When Wedgwood's company was still young, it got a big boost in 1765 when Queen Charlotte ordered a tea service. In 1773 Catherine the Great of Russia commissioned an entire dinner service (and she had large dinner parties). By the early 20th century, Wedgwood's reputation was such that in 1902 President Theodore Roosevelt purchased another dinner service for the White House. A plate from that set is in the show, bone china rimmed in gold with the Great Seal.
Wedgwood and successors did not produce their pottery on instinct; they followed trends. In the 18th century, Europe was in the swoon of neoclassicism after discoveries in Italy and Greece renewed an interest in antiquities. A Roman vase dated between A.D. 1 and 25, known as the Portland Vase, became an inspiration to many artisans, including Wedgwood, who copied it multiple times in jasperware. Three examples are in the show.
That multiplicity is important in what it means. Yes, many pieces, especially those that are functional, were produced in quantity but there usually was considerable handwork in them, too. Four movies in constant loop offer a look into the pottery's production and provide justification for some of the high prices.
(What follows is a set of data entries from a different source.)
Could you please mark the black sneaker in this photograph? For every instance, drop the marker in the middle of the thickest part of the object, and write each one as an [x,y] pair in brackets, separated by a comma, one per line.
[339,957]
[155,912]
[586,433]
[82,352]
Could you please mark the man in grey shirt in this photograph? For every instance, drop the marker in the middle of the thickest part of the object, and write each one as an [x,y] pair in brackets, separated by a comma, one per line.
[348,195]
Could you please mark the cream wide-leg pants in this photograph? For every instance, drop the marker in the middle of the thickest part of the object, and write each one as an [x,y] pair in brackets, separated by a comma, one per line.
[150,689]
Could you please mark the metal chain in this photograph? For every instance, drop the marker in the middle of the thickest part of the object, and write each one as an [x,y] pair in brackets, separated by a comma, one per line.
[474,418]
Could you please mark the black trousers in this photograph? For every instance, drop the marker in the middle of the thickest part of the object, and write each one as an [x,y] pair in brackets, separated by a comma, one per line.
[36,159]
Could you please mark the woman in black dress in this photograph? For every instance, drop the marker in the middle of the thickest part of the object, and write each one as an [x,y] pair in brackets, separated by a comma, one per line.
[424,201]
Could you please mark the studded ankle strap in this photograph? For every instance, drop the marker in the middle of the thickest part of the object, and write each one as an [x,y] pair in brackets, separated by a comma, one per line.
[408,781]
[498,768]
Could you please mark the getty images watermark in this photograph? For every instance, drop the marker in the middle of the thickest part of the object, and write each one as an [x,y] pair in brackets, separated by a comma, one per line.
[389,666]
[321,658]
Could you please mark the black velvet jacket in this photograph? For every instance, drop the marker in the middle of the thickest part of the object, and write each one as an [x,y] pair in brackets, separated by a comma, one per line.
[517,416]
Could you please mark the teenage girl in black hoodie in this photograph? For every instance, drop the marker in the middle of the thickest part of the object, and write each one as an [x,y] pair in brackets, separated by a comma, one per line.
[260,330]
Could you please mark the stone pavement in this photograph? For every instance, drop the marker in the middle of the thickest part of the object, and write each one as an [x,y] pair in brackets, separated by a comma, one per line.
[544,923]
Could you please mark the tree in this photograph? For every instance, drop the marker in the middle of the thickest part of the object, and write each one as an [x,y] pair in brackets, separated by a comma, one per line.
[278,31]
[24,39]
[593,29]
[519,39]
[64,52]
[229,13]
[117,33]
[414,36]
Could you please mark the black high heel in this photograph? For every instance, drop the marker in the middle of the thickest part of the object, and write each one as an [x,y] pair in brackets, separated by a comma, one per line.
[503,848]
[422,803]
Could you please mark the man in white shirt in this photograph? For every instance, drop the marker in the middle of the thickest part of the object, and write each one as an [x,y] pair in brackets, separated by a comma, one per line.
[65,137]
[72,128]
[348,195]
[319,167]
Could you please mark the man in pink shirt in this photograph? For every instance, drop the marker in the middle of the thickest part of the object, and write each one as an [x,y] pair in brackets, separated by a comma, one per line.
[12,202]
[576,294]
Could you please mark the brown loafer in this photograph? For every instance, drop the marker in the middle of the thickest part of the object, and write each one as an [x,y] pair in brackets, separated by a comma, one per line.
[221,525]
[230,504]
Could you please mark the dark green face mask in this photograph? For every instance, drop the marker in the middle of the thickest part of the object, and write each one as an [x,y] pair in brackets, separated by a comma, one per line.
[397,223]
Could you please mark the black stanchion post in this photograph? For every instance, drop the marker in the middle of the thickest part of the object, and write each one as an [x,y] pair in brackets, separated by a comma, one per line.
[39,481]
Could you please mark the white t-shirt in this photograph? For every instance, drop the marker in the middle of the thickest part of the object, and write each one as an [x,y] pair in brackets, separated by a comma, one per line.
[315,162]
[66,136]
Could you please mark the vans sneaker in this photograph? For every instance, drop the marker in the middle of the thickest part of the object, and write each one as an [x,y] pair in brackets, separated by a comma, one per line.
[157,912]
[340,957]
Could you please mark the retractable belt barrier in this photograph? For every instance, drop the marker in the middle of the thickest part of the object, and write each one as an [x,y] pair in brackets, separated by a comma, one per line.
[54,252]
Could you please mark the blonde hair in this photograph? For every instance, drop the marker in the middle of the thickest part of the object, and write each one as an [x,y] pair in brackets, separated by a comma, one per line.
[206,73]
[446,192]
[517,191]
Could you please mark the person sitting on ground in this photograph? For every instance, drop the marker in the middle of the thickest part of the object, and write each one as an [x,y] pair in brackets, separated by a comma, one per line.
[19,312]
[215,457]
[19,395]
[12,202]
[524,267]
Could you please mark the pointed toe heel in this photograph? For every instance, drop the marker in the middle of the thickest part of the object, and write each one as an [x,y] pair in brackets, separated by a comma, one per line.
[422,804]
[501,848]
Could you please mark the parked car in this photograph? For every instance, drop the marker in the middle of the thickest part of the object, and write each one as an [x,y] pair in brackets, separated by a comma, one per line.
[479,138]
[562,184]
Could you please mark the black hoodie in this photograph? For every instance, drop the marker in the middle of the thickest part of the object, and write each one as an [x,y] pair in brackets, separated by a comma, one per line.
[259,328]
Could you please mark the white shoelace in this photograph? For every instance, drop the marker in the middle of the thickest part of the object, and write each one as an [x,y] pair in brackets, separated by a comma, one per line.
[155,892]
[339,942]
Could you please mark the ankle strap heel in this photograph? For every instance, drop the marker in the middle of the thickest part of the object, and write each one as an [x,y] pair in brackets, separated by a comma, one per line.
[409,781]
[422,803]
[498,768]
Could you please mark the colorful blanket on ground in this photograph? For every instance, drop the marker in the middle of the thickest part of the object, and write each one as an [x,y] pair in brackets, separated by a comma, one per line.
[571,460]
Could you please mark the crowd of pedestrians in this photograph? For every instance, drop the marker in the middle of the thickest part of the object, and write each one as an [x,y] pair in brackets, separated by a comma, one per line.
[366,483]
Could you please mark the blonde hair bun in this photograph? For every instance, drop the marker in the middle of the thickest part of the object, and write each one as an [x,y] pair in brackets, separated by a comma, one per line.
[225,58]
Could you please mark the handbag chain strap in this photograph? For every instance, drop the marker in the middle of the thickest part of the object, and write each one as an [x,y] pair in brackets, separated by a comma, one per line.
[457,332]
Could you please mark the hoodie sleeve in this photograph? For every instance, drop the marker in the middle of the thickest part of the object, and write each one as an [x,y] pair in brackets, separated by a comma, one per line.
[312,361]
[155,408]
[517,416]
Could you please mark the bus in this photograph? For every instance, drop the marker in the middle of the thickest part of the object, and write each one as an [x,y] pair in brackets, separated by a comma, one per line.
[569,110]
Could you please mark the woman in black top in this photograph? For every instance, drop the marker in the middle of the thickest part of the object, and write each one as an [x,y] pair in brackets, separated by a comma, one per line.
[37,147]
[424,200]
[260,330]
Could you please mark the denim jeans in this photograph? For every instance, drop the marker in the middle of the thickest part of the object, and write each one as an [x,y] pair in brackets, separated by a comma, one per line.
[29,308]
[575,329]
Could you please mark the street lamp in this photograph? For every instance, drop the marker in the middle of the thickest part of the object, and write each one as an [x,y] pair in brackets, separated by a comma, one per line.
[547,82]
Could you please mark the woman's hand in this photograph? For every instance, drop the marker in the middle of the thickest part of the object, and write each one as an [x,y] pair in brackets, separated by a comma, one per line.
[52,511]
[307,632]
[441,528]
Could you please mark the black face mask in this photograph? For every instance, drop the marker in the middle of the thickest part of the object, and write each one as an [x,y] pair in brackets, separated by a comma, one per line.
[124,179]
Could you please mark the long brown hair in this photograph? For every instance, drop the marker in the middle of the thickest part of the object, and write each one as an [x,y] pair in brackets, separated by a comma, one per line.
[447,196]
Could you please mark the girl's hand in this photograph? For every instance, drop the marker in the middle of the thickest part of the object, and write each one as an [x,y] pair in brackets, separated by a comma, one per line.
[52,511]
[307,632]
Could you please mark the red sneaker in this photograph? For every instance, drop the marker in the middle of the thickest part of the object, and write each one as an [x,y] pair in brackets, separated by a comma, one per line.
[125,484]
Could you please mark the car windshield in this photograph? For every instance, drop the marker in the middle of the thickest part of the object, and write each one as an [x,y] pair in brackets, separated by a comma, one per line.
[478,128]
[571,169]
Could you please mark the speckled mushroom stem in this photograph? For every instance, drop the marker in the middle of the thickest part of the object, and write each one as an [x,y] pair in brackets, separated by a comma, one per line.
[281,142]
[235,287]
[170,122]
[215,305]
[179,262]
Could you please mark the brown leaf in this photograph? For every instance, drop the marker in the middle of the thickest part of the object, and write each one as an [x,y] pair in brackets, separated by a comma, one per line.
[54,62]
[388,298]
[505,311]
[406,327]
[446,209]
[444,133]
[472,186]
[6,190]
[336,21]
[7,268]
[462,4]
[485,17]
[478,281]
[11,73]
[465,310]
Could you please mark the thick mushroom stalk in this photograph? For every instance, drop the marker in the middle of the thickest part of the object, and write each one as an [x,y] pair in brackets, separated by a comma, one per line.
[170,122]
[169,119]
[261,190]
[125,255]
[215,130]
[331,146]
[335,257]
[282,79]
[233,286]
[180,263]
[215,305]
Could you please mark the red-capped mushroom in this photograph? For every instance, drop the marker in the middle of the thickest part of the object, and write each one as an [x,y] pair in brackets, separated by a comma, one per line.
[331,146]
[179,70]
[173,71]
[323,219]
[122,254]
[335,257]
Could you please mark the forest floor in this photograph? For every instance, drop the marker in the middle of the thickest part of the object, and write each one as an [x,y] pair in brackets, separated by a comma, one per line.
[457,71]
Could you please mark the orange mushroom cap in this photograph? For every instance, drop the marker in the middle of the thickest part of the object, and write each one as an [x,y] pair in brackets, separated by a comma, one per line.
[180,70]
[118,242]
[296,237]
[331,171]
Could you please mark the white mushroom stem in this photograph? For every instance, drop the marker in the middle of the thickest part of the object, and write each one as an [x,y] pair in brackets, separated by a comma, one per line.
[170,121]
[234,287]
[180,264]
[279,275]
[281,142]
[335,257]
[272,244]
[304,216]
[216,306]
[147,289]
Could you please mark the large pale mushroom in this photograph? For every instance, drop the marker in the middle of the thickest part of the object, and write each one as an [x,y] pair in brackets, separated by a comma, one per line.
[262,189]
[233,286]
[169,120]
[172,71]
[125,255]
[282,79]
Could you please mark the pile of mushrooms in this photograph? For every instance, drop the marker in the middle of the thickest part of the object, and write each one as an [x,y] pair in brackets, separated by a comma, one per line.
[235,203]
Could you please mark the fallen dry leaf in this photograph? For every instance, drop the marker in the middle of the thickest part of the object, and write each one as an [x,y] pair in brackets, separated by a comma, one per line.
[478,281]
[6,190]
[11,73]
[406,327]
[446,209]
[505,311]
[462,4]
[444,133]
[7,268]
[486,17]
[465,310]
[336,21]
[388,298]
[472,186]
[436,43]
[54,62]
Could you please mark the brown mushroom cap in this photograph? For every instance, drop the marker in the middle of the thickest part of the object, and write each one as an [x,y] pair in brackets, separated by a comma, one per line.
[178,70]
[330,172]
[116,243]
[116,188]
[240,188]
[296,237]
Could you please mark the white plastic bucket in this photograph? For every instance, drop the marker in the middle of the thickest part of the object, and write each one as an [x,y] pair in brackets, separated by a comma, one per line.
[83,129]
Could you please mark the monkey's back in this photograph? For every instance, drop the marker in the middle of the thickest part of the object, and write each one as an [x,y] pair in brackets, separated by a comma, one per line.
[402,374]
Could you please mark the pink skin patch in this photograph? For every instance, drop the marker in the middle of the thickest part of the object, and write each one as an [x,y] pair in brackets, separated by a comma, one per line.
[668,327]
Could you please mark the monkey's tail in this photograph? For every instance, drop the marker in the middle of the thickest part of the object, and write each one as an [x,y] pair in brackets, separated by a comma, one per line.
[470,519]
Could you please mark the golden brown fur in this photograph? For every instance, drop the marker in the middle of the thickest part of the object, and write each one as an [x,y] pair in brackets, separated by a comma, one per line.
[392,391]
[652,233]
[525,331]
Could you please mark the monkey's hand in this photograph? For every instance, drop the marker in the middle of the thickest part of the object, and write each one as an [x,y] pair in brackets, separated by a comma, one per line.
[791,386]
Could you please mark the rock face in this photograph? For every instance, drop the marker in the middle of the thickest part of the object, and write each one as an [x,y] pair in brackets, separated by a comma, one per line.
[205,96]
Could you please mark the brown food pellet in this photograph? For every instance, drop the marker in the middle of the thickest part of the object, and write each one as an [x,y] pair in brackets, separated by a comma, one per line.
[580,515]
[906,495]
Beginning with Josiah Wedgwood and continuing after his death, the company often employed gifted artists to create scenic paintings. That trend spiked in the mid to late 19th century when neoclassicism yielded to romanticism. Emile-Aubert Lessore decorated dishes and plates with cherubs and lovers; Susannah Margaretta Makeig-Jones painted fairyland scenes on lusterware. Neither look like "traditional" Wedgwood. To me it's a tad garish. That's the point. Wedgwood was artful craft, not art, with an egalitarian and pragmatic mission to please everyone. And I'm still a jasperware fan.